Moral luck constitutes a trap for those who aim to learn from their previous behavior in an ethically challenging situation. On the one hand, they may mistakenly reason that since the outcome was good, they handled the situation well. In reality, they may have simply have had good moral luck, in that a fortunate set of circumstances led to an outcome in which no one was harmed. On the other hand, bad moral luck can lead decision-makers to mistakenly reason that their initial decision was irresponsible and unethical, when in fact they have been victims of an unfortunate set of circumstances. A decision based on a reasonable risk can sometimes lead to a negative outcome, while a decision based on an unreasonable risk can lead to a positive (or at least not negative) outcome. Learning processes should focus on the situation as it was ahead of the decision and what the agents knew or were in a position to know at that time rather than on haphazard outcomes.
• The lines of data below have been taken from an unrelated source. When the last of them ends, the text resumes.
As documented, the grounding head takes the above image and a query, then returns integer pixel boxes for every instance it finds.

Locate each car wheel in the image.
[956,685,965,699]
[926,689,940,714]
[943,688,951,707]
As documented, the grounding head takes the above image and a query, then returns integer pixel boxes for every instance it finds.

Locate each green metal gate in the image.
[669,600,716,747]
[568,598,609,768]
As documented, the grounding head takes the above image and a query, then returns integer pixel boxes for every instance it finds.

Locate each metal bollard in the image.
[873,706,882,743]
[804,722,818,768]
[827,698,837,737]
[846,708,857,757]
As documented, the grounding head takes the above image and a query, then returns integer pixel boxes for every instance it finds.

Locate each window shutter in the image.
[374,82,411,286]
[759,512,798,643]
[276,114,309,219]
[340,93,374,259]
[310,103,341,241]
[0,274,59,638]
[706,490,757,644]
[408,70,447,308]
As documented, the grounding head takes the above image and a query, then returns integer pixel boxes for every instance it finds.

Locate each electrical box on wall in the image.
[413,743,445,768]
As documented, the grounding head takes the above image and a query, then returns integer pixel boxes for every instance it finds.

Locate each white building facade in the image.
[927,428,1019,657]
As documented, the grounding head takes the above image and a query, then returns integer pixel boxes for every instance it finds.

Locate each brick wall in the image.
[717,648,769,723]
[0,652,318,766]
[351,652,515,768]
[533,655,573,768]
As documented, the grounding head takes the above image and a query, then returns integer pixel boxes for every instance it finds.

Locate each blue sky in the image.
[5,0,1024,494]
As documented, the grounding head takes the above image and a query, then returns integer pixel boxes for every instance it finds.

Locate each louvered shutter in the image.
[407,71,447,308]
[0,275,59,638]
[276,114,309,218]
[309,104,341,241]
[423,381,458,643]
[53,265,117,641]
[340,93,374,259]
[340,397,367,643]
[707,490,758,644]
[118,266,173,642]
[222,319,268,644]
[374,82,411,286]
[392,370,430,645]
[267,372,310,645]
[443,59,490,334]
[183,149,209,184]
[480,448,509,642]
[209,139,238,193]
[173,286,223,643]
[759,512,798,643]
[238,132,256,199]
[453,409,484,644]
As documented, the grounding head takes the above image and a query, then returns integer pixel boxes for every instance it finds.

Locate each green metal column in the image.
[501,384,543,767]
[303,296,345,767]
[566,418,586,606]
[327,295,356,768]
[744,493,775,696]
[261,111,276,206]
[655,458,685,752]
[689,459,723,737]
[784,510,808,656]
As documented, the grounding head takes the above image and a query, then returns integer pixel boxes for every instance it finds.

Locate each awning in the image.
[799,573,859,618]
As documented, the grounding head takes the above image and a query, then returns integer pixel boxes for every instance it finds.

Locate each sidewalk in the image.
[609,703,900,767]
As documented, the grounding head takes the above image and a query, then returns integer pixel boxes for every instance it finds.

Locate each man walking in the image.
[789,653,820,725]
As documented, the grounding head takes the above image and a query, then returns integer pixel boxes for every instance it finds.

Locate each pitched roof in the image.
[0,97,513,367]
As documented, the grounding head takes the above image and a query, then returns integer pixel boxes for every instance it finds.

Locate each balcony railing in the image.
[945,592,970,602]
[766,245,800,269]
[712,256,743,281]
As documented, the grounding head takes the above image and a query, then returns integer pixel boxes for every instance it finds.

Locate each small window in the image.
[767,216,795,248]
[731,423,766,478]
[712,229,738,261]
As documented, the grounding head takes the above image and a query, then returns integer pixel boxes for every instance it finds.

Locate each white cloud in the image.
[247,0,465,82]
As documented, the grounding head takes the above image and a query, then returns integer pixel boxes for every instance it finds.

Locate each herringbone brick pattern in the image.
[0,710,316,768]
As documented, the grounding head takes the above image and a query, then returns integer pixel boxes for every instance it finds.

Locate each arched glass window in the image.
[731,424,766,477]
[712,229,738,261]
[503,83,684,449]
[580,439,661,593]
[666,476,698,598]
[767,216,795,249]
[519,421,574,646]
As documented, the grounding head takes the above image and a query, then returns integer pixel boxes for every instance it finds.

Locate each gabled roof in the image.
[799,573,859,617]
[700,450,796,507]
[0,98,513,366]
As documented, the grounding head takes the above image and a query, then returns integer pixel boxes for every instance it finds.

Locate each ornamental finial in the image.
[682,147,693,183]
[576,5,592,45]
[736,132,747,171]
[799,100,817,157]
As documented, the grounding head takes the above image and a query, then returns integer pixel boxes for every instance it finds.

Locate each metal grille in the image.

Empirical studies demonstrate that unlucky decision-makers are indeed judged more harshly with regard to the moral quality of their actions than lucky ones (Martin & Cushman, 2016). A drunk driver who hits and injures a pedestrian is judged more harshly than a drunk driver who happens to not hurt anybody. A rescue attempt is held in higher moral regard if it is successful than if it is not, even if the difference between the two attempts are solely due to uncontrollable circumstances. The pattern is likely to hold even in social media contexts. An executive may have posted a harsh message on Twitter that would have received moral criticism if a critical world event had not occurred at the same time and took her followers’ full attention. However, research also indicates that the moral difference between lucky and unlucky decision-makers and agents tends to disappear with reflection (Kneer & Machery, 2019). Through reflection, we have the capacity to overcome what Royzman and Kumar (2004) have called epistemically corrupt evaluations. This means that a reflective and honest ethical debriefing can lead decision-makers away from the moral luck trap to a realistic understanding of what has taken place and the extent to which the situation has been handled in an exemplary way.

This chapter has presented a model for analyzing options when facing a dilemma at work involving aspects of law, identity, morality, reputation, economy and ethics. The Navigation Wheel can provide support for a slow and reflective approach to such situations, in contrast to the fast and intuitive one that often manifests itself in organizational contexts. The approach has here been exemplified through an analysis of a social media dilemma in which the decision-maker was a Facebook administrator for a company and had to find a way out of a challenging situation. We have also seen that the Navigation Wheel can have a purpose in retrospective processes and serve to structure ethical debriefing, in which the aim is to articulate the experience and reflect on it in order to learn and improve one’s handling of ethical dilemmas.

Many of the executive students who contributed to the categorization of dilemmas in this study expressed concerns regarding the resources available to them when facing stressful and demanding dilemmas. Limited leadership support and a lack of guiding norms and principles put them in precarious situations where impulse and intuition often dominate over more thoughtful responses. Ethical training and familiarity with the Navigation Wheel and similar tools have the potential to make them better prepared for coping with ethical dilemmas on social media.

The topic of the next and final chapter is leadership and social media. The starting point is the frustration expressed by many informants regarding a lack of sufficient support from their leaders when facing ethical dilemmas. It proceeds by discussing that frustration in light of the concepts of ethical leadership and balanced leadership before ending with a proposal to research and study ethics on social media through the lens of a distinction between do-good ethics and avoid-harm ethics.